RNA-seq of HBBP1 suppression during HPCs erythroid differentiation

As relics emerged in endless evolution, pseudogenes lost their coding potential compared to their protein homologs and are long believed to be functionless and thus evolve under neutrality. However, evidence supporting their functionality is quickly accumulating in recent two decades. Herein, we uncovered the evolution history and the essential role of hemoglobin subunit beta pseudogene 1 (HBBP1), which situates in the middle of fetal (?) and adult globin (d/ß) genes, in human erythropoiesis. HBBP1 was born in the common ancestor of eutherian mammals and under functional constraint in human populations. Remove of HBBP1 in human embryonic stem cells completely blocked their differentiation to erythroid cells, while erythroid differentiation of hematopoietic stem/progenitor cells was also dramatically impaired after HBBP1 reduction, evidencing HBBP1 was required for human erythropoiesis.
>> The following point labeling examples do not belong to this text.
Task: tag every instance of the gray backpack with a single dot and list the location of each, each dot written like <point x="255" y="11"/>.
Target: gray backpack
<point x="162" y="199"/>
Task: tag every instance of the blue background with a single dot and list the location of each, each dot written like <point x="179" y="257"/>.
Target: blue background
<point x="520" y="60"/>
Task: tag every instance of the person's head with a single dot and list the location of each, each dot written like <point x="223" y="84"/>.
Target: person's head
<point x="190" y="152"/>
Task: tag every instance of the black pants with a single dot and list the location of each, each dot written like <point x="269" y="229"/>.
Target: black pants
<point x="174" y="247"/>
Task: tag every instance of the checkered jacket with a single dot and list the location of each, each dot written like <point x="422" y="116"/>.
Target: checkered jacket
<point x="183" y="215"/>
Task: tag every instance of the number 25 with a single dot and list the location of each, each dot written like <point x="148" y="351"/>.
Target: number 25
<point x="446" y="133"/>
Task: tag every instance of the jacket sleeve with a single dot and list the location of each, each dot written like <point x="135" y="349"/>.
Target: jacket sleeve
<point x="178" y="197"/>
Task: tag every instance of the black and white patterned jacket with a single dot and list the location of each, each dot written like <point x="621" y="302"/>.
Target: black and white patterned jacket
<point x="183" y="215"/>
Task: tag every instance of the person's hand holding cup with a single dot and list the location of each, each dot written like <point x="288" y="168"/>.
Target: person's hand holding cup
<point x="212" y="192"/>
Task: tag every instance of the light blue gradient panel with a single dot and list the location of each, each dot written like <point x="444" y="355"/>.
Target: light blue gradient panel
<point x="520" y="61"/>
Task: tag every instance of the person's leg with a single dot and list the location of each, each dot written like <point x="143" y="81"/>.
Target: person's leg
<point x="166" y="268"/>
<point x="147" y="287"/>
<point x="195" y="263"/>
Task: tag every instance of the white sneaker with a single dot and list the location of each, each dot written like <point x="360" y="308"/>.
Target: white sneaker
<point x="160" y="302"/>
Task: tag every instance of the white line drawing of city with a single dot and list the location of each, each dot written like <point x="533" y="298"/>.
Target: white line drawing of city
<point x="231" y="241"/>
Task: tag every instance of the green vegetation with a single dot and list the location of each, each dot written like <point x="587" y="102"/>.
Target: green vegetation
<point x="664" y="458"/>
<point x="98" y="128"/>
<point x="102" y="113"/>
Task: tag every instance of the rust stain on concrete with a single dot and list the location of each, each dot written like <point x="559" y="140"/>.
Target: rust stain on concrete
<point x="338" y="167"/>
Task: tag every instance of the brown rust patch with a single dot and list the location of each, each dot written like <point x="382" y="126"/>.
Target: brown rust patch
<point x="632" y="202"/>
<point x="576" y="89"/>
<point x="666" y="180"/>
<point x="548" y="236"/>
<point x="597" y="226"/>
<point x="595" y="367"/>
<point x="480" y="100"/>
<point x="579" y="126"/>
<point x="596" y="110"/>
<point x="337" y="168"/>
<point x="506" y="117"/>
Mechanistically, HBBP1 RNA harbored a binding motif of heterogeneous nuclear ribonucleoprotein A1 (HNRNPA1), competing for the binding of HNRNPA1 and thus stabilizing the key regulator of erythropoiesis, T-cell acute lymphocytic leukemia 1 (TAL1). Moreover, HBBP1 was remarkably increased in ß-thalassemia patients and partially required for their fetal hemoglobin elevation. Overall design: RNA-seq of day8 and day14 cells, respectively differentiated from cord blood derived CD34+ HPCs by EPO. There are three groups: ctrl, HBBP1 shRNA-1 and HBBP1 shRNA-2.